Glenn Cohen
Glenn Cohen is one of the world's leading experts on the intersection of bioethics and the law, as well as health law. Prior to becoming a professor he served as a law clerk to Judge Michael Boudin of the U.S. Court of Appeals for the First Circuit and as a lawyer for U.S. Department of Justice, Civil Division, Appellate Staff, where he handled litigation in the Courts of Appeals and (in conjunction with the Solicitor General’s Office) in the U.S. Supreme Court.
His current projects relate to big data, health information technologies, mobile health, reproduction/reproductive technology, research ethics, organ transplantation, rationing in law and medicine, health policy, FDA law, translational medicine, and medical tourism.
He is the author of more than 100 articles and chapters and his award-winning work has appeared in leading legal (including the Stanford, Cornell, and Southern California Law Reviews), medical (including the New England Journal of Medicine, JAMA), bioethics (including the American Journal of Bioethics, the Hastings Center Report), scientific (Science, Cell, Nature Reviews Genetics) and public health (the American Journal of Public Health) journals, as well as Op-Eds in the New York Times and Washington Post. He is the author, co-author, editor, or co-editor of 12 books.

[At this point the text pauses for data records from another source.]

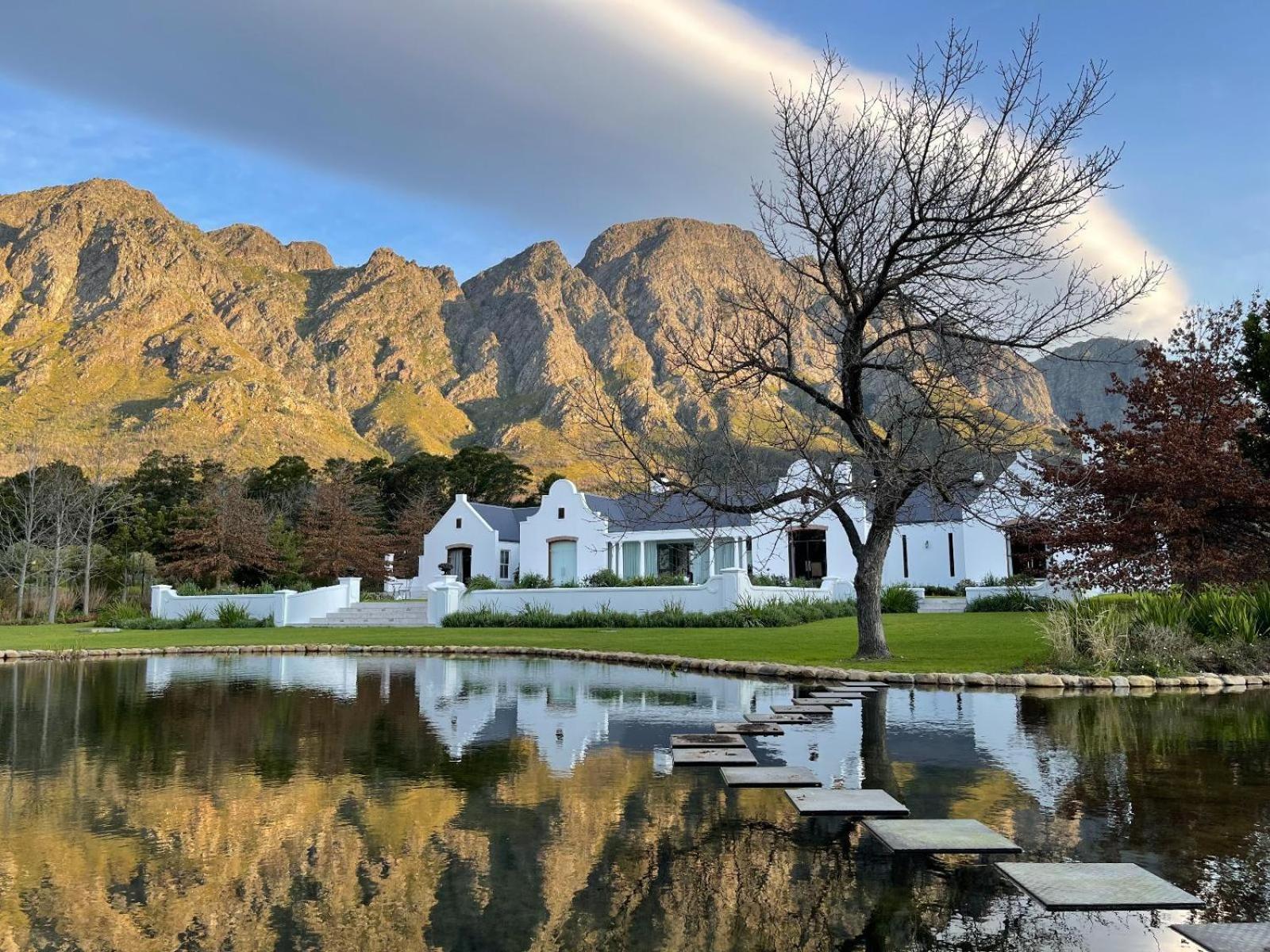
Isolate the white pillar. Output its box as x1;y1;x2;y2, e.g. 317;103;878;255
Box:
150;585;171;618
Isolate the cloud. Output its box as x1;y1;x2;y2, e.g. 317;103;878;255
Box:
0;0;1185;332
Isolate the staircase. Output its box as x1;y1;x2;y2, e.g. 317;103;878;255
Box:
305;599;428;628
917;597;965;612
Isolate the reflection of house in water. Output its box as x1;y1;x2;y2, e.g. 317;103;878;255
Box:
146;655;362;701
146;655;789;773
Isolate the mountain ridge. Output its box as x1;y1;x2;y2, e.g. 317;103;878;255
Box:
0;179;1143;480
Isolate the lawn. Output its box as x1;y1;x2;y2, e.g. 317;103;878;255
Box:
0;612;1046;674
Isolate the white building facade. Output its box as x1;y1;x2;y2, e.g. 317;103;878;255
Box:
410;461;1044;598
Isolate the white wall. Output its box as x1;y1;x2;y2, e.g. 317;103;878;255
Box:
518;480;610;582
150;576;362;627
424;493;514;597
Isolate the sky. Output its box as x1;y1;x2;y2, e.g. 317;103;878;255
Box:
0;0;1270;336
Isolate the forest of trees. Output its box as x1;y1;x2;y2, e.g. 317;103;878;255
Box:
0;446;556;622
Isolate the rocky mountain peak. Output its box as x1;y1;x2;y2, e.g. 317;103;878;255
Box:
0;179;1133;481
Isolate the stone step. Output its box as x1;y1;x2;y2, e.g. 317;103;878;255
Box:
917;598;965;613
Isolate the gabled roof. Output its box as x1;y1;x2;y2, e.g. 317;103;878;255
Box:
587;493;752;532
468;503;538;542
897;485;980;525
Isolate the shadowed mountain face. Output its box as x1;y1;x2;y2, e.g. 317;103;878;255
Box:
1033;338;1141;427
0;180;1133;478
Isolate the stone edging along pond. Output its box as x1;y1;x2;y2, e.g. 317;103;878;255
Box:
0;643;1270;693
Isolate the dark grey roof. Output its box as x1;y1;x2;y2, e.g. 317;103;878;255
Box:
898;486;979;525
587;493;752;532
470;503;538;542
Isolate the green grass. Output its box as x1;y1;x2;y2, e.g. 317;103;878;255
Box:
0;612;1048;674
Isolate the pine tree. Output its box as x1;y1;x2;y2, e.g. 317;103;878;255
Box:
1033;305;1270;589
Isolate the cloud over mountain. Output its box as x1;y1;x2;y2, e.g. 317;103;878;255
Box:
0;0;1186;335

He was selected as a Radcliffe Institute Fellow for the 2012-2013 year and by the Greenwall Foundation to receive a Faculty Scholar Award in Bioethics. He is also a Fellow at the Hastings Center. He recently finished his role as one of the key co-investigators on the multi-million dollar Football Players Health Study at Harvard which is committed to improving the health of NFL players. He co-leads the Regulatory Foundations, Ethics, and Law Program of Harvard Catalyst | The Harvard Clinical and Translational Science Center program. He also leads the Project on Precision Medicine, Artificial Intelligence, and the Law (PMAIL). He is one of three editors-in-chief of the Journal of Law and the Biosciences (Oxford University Press) and serves on the editorial board for the American Journal of Bioethics and on the Ethics Committee for the American Congress of Obstetricians and Gynecologists (ACOG).